Adaptive Robotic Tool-Tip Control Learning Considering Online Changes in Grasping State
Kento Kawaharazuka, Kei Okada, Masayuki Inaba

TL;DR
This paper introduces an adaptive neural network-based method for robotic tool-tip control that accounts for real-time changes in grasping state and deformable tools, validated on two robot types.
Contribution
It presents a novel approach for online adaptation in robotic tool manipulation considering grasping state variations and deformable tools.
Findings
Effective in handling online grasping state changes
Works with deformable tools in real-time
Validated on PR2 and MusashiLarm robots
Abstract
Various robotic tool manipulation methods have been developed so far. However, to our knowledge, none of them have taken into account the fact that the grasping state such as grasping position and tool angle can change at any time during the tool manipulation. In addition, there are few studies that can handle deformable tools.

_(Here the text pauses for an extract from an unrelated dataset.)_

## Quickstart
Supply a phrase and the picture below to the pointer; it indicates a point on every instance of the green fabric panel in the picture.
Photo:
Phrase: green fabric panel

In this study, we develop a method for estimating the position of a tool-tip, controlling the tool-tip, and handling online adaptation to changes in the relationship between the body and the tool, using a neural network including parametric bias. We demonstrate the effectiveness of our method for online change in grasping state and for deformable tools, in experiments using two different types of robots: axis-driven robot PR2 and tendon-driven robot MusashiLarm.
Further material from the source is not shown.